Referee Viktor Kassai stopped play when video assistant referee Danny Makkelie informed him about a missed foul on a free kick a couple of minutes earlier. Antlers’ Daigo Nishi was tripped in the box by Orlando Berrio, which Kassai was able to confirm on the pitch-side monitor.
Nishi was thought to have been offside by some, but was not in position to contest the ball.
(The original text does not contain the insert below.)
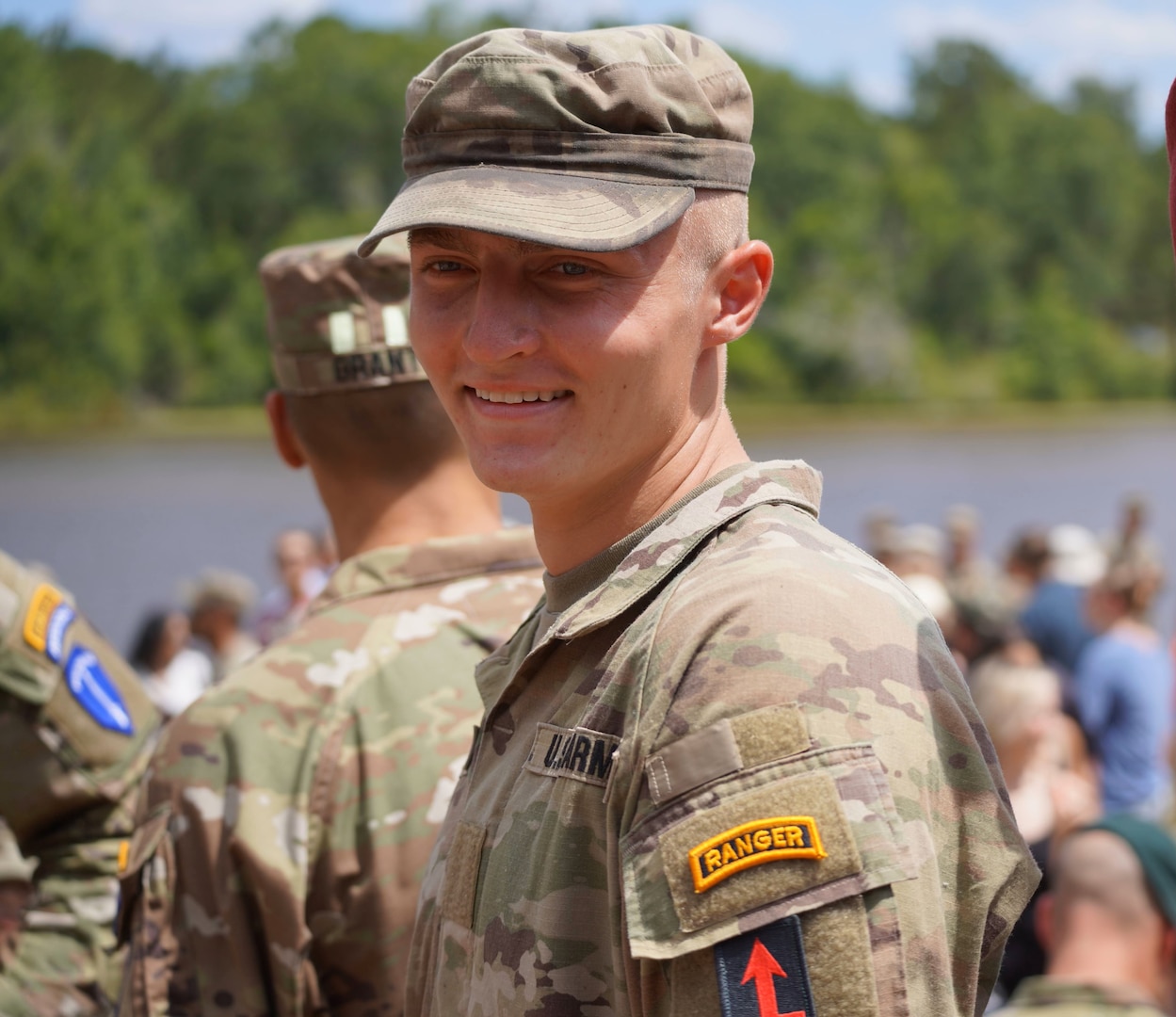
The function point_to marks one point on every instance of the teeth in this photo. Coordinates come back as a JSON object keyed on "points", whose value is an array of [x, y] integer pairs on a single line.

Kassai pointed to the spot, handing Kashima the penalty, which Shoma Doi converted, and it proved decisive in sending Antlers to Sunday’s final against either Real Madrid or Club America, who were scheduled to meet Thursday night in Yokohama.
FIFA, soccer’s world governing body, hailed the replay system, deeming the trial a success.
“This is the first-ever live trial with video assistant referees at a FIFA competition, so this is something that is new for everyone — especially to see the referee run to the video replay area at the side of the field,” FIFA’s chief referee Massimo Busacca said in a statement.
“In the incident tonight, the communication between the referee and the video assistant referee was clear, the technology worked well, and ultimately the final decision was taken by the referee, which will always be the case since the VARs are only there to support.”
Making their tournament debut here, Antlers’ march to Sunday’s final at Nissan Stadium in Yokohama is bound to spark debate, as anything new introduced will do.
The video replay drew mixed responses from the Kashima and Nacional camps. Nacional coach Reinaldo Rueda said his team was “victims” of the new technology, while Antlers manager Masatada Ishii was not totally convinced, despite the victory.
“I’m not so sure about the way it disrupts the flow of play, especially if it happens more than once,” Ishii said. “I think it would be best if we can get the decisions right without breaking up the game. We need to come up with a solution of some kind.”
Nishi, on the other hand, felt justice was served.
“I don’t think there’s such a thing as coincidence. There are reasons behind the results,” he said.
It remains to be seen which team Kashima will face in the final, although European champion Real is tipped as the heavy favorite over America.
“It doesn’t matter who we play. We haven’t won anything yet,” Nishi said. “But I think it’s fitting Kashima Antlers were the first Asian team to get to the final.”